The Neighbors: Income
How wealthy a neighborhood is, from very wealthy, to middle income, to low
income is very formative with regard to the personality and character of a
neighborhood. Equally important is the rate of people, particularly children,
who live below the federal poverty line. In some wealthy gated communities,
the areas immediately surrounding can have high rates of childhood poverty,
which indicates other social issues. NeighborhoodScout's analysis reveals
both aspects of income and poverty for this neighborhood.
The neighbors in the Germantown neighborhood in Boston are lower-middle income, making it a below average income neighborhood.
NeighborhoodScout's research shows that this neighborhood has an income lower
than 69.4% of U.S. neighborhoods.
In addition, 14.2% of the children seventeen and under
living in this neighborhood are living below the federal poverty line, which
is a lower rate of childhood poverty than is found in 54.8%
of America's neighborhoods.
The Neighbors: Occupations
What we choose to do for a living reflects who we are.
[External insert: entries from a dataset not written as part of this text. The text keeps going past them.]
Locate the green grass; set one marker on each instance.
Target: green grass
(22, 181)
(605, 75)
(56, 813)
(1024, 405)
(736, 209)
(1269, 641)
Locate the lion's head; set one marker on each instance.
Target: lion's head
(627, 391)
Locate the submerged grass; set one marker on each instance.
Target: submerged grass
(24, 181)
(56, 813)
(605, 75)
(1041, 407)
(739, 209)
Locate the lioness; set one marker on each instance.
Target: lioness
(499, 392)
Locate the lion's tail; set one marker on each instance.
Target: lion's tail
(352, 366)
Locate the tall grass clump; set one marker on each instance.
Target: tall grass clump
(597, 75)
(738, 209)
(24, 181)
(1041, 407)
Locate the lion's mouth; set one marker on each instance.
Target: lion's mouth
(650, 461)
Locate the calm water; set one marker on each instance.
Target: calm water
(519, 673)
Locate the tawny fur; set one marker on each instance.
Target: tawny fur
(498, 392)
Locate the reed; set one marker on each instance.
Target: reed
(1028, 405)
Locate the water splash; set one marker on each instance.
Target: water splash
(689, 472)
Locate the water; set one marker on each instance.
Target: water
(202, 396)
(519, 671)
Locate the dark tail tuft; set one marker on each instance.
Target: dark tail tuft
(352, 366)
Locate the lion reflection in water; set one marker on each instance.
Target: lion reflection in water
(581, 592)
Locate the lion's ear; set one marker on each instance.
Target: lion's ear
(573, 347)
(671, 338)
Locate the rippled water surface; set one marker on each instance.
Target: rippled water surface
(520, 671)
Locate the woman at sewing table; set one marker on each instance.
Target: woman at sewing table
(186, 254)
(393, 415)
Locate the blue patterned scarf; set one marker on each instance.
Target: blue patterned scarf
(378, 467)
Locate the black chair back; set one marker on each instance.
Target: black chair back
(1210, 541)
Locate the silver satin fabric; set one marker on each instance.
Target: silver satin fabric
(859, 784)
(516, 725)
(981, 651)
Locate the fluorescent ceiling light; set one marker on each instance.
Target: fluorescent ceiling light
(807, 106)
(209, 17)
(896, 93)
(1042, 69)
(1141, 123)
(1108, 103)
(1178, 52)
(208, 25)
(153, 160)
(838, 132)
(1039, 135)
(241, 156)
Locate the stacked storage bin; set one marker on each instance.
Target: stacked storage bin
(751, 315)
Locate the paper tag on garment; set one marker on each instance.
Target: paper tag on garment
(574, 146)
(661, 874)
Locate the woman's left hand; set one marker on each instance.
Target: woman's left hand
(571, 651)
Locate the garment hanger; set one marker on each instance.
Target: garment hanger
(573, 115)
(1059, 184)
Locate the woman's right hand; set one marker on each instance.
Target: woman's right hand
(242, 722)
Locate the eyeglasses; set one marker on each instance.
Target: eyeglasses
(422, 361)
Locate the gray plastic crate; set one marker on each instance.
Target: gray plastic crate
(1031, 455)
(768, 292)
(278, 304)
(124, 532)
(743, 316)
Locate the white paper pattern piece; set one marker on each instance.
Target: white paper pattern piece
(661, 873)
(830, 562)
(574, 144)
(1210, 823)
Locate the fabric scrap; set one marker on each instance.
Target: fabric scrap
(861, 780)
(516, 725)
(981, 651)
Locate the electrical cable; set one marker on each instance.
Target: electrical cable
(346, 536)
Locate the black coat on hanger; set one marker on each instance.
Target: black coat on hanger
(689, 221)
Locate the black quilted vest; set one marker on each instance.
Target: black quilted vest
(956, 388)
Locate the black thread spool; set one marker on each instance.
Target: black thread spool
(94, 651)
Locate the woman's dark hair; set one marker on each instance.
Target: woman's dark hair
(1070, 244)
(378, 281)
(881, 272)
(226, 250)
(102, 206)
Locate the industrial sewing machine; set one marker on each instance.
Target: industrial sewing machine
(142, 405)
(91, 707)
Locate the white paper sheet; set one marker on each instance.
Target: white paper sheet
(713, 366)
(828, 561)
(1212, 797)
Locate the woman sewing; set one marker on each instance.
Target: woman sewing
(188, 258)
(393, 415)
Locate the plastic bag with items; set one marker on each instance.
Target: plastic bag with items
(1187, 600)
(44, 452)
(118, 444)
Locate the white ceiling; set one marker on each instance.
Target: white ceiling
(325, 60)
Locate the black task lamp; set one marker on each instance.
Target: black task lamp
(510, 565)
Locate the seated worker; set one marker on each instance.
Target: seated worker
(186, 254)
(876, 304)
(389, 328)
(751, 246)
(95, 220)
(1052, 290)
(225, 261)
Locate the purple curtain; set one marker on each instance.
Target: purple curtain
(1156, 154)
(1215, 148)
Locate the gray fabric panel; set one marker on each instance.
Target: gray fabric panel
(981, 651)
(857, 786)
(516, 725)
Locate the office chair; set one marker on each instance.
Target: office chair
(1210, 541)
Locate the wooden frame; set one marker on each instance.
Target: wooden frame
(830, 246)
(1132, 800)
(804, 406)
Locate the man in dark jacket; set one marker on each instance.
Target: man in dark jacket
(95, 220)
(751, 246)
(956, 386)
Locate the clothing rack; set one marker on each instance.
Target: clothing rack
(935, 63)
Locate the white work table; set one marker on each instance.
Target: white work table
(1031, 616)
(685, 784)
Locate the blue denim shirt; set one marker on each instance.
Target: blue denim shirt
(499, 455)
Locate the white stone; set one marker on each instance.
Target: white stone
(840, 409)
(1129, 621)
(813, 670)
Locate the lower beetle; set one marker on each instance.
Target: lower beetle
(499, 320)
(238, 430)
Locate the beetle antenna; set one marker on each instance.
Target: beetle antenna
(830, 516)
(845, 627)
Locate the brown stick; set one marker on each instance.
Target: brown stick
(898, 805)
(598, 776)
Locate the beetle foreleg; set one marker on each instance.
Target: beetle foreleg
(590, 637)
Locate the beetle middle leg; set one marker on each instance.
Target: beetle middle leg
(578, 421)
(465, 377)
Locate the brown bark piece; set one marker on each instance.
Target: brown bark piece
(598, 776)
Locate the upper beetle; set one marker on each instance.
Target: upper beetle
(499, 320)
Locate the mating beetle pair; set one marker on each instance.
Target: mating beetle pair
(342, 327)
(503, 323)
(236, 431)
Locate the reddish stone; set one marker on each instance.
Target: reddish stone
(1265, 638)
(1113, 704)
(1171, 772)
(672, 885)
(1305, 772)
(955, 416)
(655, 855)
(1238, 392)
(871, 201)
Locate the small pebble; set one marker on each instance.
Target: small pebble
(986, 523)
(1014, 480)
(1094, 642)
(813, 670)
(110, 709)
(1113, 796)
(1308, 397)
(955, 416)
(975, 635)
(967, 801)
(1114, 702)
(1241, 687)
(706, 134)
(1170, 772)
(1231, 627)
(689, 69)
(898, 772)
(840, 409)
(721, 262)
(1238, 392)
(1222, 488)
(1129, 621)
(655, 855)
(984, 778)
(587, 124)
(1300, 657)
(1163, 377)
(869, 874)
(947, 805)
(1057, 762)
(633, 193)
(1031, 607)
Each neighborhood has
a different mix of occupations represented, and together these tell you about
the neighborhood and help you understand if this neighborhood may fit your lifestyle.
In the Germantown neighborhood, 38.5% of the working population is employed in
executive, management, and professional occupations.
The second most important occupational group in this neighborhood is
sales and service jobs, from major sales accounts, to working in fast food restaurants, with 34.5% of the residents employed.
Other residents here are employed in clerical, assistant, and tech support occupations
(16.5%), and 10.4% in manufacturing and laborer occupations.
The Neighbors: Ethnicity / Ancestry
Boston's Beacon Hill blue-blood streets, Brooklyn's Orthodox Jewish enclaves,
Los Angeles' Persian neighborhoods. Each has its own culture derived primarily
from the ancestries and culture of the residents who call these neighborhoods
home. Likewise, each neighborhood in America has its own culture – some more
unique than others – based on lifestyle, occupations, the types of households
– and importantly – on the ethnicities and ancestries of the people who live
in the neighborhood. Understanding where people came from, who their grandparents
or great-grandparents were, can help you understand how a neighborhood is today.
In the Germantown neighborhood in Boston, MA, residents
most commonly identify their ethnicity or ancestry as Haitia (14.6%).
There are also a number of people of Dominican
ancestry (12.5%), and residents who report Irish roots
(10.3%), and some of the residents are also of Puerto Rican
ancestry (7.7%), along with some Arab ancestry residents
(6.6%), among others. In addition, 29.6% of the residents of this neighborhood were
born in another country.
The Neighbors: Languages
The languages spoken by people in this neighborhood are diverse. These are
tabulated as the languages people preferentially speak when they are
at home with their families.
The most common language spoken in the Germantown
neighborhood is English, spoken by 49.2% of households. Other important languages spoken here include Spanish, French, Arabic and Chinese.